Re: CVS commit: src/sys/kern

[Robert Elz <kre%munnari.OZ.AU@localhost>]

    Date:        Sat, 1 Oct 2022 13:00:04 -0400
    From:        Christos Zoulas <christos%zoulas.com@localhost>
    Message-ID:  <8BD3A408-77FD-402C-8D6C-AD4B4A5E860A%zoulas.com@localhost>


  | This is what I meant:
  |
  | RCS file: /cvsroot/src/sys/kern/kern_descrip.c,v
  | retrieving revision 1.251
  | diff -u -u -r1.251 kern_descrip.c
  | --- kern_descrip.c      29 Jun 2021 22:40:53 -0000      1.251
  | +++ kern_descrip.c      1 Oct 2022 16:56:44 -0000
  | @@ -1162,6 +1162,7 @@
  |         KASSERT(ff->ff_allocated);
  |         KASSERT(fd_isused(fdp, fd));
  |         KASSERT(fd >= NDFDFILE || ff == (fdfile_t *)fdp->fd_dfdfile[fd]);
  | +       ff->ff_exclose = (fp->f_flag & O_CLOEXEC) != 0;
  |
  |         /* No need to lock in order to make file initially visible. */
  |         ff->ff_file = fp;

That's not going to work in the situation we're in, as nothing will have
set O_CLOEXEC in fp->f_flag (or shouldn't have anyway, right, O_CLOEXEC isn't
that kind of a flag, it belongs to the descriptor, not the file*).

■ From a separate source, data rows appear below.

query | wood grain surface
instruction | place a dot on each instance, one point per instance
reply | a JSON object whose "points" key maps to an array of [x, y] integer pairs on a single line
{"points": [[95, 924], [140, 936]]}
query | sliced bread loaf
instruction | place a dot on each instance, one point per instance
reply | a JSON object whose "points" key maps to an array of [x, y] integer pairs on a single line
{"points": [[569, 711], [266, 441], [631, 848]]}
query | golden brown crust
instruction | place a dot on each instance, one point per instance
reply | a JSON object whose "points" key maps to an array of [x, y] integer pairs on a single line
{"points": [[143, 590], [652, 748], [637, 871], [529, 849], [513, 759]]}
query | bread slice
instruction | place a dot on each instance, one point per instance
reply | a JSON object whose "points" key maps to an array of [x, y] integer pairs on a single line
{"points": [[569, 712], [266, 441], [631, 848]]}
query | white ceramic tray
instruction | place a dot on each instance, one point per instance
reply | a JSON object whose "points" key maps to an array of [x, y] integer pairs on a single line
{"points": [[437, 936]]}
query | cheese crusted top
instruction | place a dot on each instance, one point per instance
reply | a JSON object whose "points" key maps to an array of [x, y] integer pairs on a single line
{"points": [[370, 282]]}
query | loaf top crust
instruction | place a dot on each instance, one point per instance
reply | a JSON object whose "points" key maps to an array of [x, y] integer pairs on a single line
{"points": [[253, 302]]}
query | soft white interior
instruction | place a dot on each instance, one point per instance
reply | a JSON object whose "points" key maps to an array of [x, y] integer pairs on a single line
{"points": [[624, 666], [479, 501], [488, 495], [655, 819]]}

f_flag is set in vfs_syscalls.c in open_setfp() - which is never called
in the cloning device case, that's the underlying problem I believe.

Even when it is called, the code is:

	fp->f_flag = flags & FMASK;

where FMASK is (from fcntl.h)

#define FMASK           (FREAD|FWRITE|FCNTLFLAGS|FEXEC)

and

#define FCNTLFLAGS      (FAPPEND|FASYNC|FFSYNC|FNONBLOCK|FDSYNC|FRSYNC|FALTIO|\
                         FDIRECT|FNOSIGPIPE)

which all looks exactly as it should be to me - and note that O_CLOEXEC
(which has no Fxxxx equivalent name - it doesn't need one) is not there.

So, fp->f_flag isn't set at all (is probably 0), and even if it were
O_CLOEXEC would not be there, and should not be.

For the vnode actually being opened, none of this matters, as the open
lasts as long (actually not as long) as the open() sys call - when that
returns, the device being opened has been closed again, so what the
file that refers to it looks like (or would have looked like) really
doesn't matter at all, it never becomes visible.   That's my guess as
to why the open_setfp() call is missing in that case.

But what got forgotten (or deliberately was not done) was anything to
affect the modes of the clone which is opened.

  | What does it mean when the open specifies O_CLOEXEC
  | and ff->ff_exclose is false? Can that happen? Is that desirable?

It is what is currently happening whenever we open a cloning device.
(Or that is what it looks like to me).   Desirable, no idea, I didn't
define the semantics of cloning device opens, nor which of the open
flags should apply to the clone that is created.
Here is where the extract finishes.